While ML models have traditionally been embedded in cameras, mobiles, drones, self-driven cars, etc., the growing adoption of Edge AI has led to the development of specialized devices capable of performing AI inferencing efficiently, e.g., Nvidia Jetson Nano, Google Coral, AWS DeepLens. Benchmarking results show 30 times performance gain running a Computer Vision model (MobileNet) on a generic Raspberry PI vs. specialized Nvidia Jetson.
Deep Learning
Most of today’s Machine Learning (ML) models are supervised and applied on a prediction/classification task. Given a dataset, the Data Scientist has to go through a laborious process called feature extraction and the model’s accuracy depends entirely upon the Data Scientist’s ability to pick the right feature set.
The advantage of DL is that the program selects the feature set by itself without supervision, i.e. feature extraction is automated. This is achieved by training large-scale neural networks, referred to as Deep Neural Nets (DNNs) over large labeled datasets.
DL networks have shown ground breaking results achieving almost human-level performance for many Computer Vision and Natural Language Processing (NLP) tasks.
Reinforcement Learning
RL refers to a branch of Artificial Intelligence (AI), which is able to achieve complex goals by maximizing a reward function in real-time. The reward function works similar to incentivizing a child with candy and spankings, such that the algorithm is penalized when it takes a wrong decision and rewarded when it takes a right one — this is reinforcement. The reinforcement aspect also allows it to adapt faster to real-time changes in the user sentiment.
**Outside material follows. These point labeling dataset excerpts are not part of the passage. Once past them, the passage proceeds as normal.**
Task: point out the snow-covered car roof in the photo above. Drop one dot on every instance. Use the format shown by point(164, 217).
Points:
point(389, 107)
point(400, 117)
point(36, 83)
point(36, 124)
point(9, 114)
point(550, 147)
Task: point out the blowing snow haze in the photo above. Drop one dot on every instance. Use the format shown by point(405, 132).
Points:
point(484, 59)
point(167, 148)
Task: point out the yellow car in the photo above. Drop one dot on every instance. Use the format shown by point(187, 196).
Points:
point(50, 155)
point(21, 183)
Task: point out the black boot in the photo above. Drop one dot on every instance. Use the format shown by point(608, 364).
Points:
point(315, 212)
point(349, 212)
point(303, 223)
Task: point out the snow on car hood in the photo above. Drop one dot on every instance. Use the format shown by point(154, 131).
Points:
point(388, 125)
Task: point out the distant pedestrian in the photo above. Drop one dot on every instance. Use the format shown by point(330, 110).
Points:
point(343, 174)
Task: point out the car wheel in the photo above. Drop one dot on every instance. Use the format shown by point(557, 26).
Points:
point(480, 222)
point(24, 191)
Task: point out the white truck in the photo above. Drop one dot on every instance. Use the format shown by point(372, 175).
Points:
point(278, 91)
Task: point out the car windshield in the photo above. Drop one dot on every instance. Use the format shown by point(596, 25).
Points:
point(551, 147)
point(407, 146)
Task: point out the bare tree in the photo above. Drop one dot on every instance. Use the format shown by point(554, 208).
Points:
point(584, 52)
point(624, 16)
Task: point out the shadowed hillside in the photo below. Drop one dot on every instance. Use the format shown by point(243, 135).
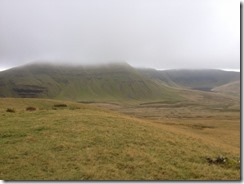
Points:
point(204, 80)
point(82, 83)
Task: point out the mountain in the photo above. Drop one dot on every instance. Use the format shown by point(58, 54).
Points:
point(203, 80)
point(232, 88)
point(114, 82)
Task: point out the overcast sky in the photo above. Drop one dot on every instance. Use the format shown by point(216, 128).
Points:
point(159, 34)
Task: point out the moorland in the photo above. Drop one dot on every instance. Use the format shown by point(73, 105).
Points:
point(116, 122)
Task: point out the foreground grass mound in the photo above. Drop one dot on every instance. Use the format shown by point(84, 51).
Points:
point(82, 142)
RL is a good fit for industrial control systems as it is able to learn and adapt to multi-parameterized system dynamics in real-time, without requiring any knowledge of the underlying system model.
Federated Learning
Federated learning, also known as Collaborative Learning, or Privacy preserving Machine Learning, enables multiple entities who do not trust each other (fully), to collaborate in training a Machine Learning (ML) model on their combined dataset; without actually sharing data — addressing critical issues such as privacy, access rights and access to heterogeneous confidential data.
This is in contrast to traditional (centralized) ML techniques where local datasets (belonging to different entities) need to be first brought to a common location before model training. Its applications are spread over a number of industries including defense, telecommunications, healthcare, advertising and Chatbots.